Continúo explorando libros que en su día participaron en el premio Setenil, de Molina de Segura; y descubro una pequeña joya que se titula Limones dulces, de la que es autora la valenciana Marian Torrejón (Libros Certeza, 2012). Esta colección está integrada por catorce relatos no demasiado extensos, pero sí muy intensos, donde se aborda un abanico muy sugerente de temas: crónicas de los primeros años de instituto, con las dudas sobre el futuro, los amores iniciales o los profesores difíciles de olvidar (“Limones dulces”); la digna elegancia solitaria del militar que se viste con sus mejores galas para asistir en su senectud a la boda de una sobrina (“El fajín del general”); la tensa espera de una esposa, llena de revelaciones amargas, mientras operan a su marido (“Eso no es nada”); un grupo de ancianos que se reúnen al sol para charlar de sus temas, mientras el tiempo va erosionando el número de sus componentes (“Kaputt”); el empleado de banca que se llegó a embelesar con el brillo del oro inmobiliario y que abandonó su puesto de trabajo justo cuando estaba a punto de iniciarse la debacle de aquel mundo artificial de especulaciones (“Crisis”); o las crudas historias invisibles que se pueden observar en el interior de un hospital (“Dos salas”) o desde la rendija entreabierta de un baúl (“El cuaderno esmeralda”).

El pulso narrativo de Marian Torrejón, si he de pronunciarme con estas noventa páginas en la mano, es admirable.

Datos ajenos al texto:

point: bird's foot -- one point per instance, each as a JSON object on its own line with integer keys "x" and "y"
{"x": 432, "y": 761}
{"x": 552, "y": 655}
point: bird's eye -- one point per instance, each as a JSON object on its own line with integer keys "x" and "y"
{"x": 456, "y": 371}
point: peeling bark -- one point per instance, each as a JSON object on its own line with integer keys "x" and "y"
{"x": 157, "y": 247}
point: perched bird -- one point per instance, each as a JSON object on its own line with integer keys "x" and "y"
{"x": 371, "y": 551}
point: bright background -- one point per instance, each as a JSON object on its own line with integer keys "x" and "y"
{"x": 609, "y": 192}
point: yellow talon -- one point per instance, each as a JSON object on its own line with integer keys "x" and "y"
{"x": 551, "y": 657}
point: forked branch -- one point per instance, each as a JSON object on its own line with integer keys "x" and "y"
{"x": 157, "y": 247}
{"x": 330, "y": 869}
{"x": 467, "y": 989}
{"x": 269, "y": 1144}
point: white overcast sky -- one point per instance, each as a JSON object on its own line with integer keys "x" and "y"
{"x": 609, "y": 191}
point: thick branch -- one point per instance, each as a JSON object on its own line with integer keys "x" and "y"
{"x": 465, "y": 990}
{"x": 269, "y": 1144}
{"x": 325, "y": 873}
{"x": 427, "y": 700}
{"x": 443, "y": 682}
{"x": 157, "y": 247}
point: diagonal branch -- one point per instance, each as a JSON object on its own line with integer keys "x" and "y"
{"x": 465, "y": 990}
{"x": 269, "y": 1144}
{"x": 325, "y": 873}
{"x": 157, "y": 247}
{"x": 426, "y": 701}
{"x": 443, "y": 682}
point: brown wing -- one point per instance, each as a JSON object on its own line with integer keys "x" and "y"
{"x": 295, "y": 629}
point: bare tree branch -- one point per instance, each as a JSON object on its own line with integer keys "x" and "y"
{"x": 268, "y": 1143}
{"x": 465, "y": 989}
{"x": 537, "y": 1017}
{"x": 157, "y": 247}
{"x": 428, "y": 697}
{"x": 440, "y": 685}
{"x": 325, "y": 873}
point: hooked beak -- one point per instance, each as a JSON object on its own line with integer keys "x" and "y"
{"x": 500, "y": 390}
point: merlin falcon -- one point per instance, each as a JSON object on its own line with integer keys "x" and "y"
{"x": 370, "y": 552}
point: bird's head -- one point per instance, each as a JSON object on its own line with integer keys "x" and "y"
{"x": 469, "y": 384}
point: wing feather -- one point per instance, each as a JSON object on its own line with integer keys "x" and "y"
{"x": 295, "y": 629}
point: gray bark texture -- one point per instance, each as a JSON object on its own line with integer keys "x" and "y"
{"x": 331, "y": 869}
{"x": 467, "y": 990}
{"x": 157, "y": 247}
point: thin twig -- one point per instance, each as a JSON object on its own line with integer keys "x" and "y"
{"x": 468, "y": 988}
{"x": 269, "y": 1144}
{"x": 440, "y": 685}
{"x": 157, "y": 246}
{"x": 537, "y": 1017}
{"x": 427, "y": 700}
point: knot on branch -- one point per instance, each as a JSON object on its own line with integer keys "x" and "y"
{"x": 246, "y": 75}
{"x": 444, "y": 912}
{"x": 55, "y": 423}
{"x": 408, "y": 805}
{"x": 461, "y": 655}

Así que procuraré localizar otras obras suyas en el futuro: su forma de organizar las tramas y su empleo del lenguaje me han parecido muy prometedores.

domingo, 1 de octubre de 2023

La muñeca rusa

 


Llega a mis manos, que lo abren con alegría, el nuevo trabajo de Fernando Lalana (La muñeca rusa), que la editorial Edebé acaba de publicar. En esta novela nos encontramos con Carmelo Fernández, un chico destinado a ganarse la vida como ayudante de fontanero y que, por diversas carambolas del destino, ha terminado por convertirse en un youtuber que ha triunfado con el nombre de Fibonacci y que dispone de ocho millones de seguidores. Ese chico, ataviado con su chándal identificativo, acude con su representante hasta el despacho de la abogada Lucrecia Bécquer para que ella lo defienda ante la denuncia que ha interpuesto contra él Saturio Cabrales, que se ha sentido ofendido porque en su libro La montaña rusa Fibonacci lo deja muy mal (se trata de una casualidad, porque el youtuber afirma no conocerlo). Pero el asunto es enredado, porque los detalles que se facilitan sobre Saturio en la novela son tan numerosos y sorprendentes que resulta punto menos que impensable admitir la inocencia del escritor. ¿Qué ha ocurrido en realidad? Para aportarnos más elementos de juicio, Lalana nos deja leer algunos capítulos de esa conflictiva narración, así como las pesquisas que ciertos personajes del mundo de la abogacía y del mundo detectivesco están desarrollando alrededor de Fibonacci, Saturio y otros protagonistas, con el fin de esclarecer los hechos.

El resultado es una narración con diversos planos y diversas perspectivas, que el escritor zaragozano resuelve con su habitual maestría, utilizando un dominio muy evidente del registro léxico (e incluso obligando a los futuros jóvenes lectores a que investiguen qué demonios son un fusil naranjero o la fila de los mancos de un cine) y espolvoreando la obra con deliciosas gotas de humor, que provocan la sonrisa, cuando no la carcajada.

No se priven de acudir a esta obra del maestro. Saldrán con ganas de aplaudir. Y quizá de recuperar otros títulos antiguos del autor. Yo voy a hacerlo.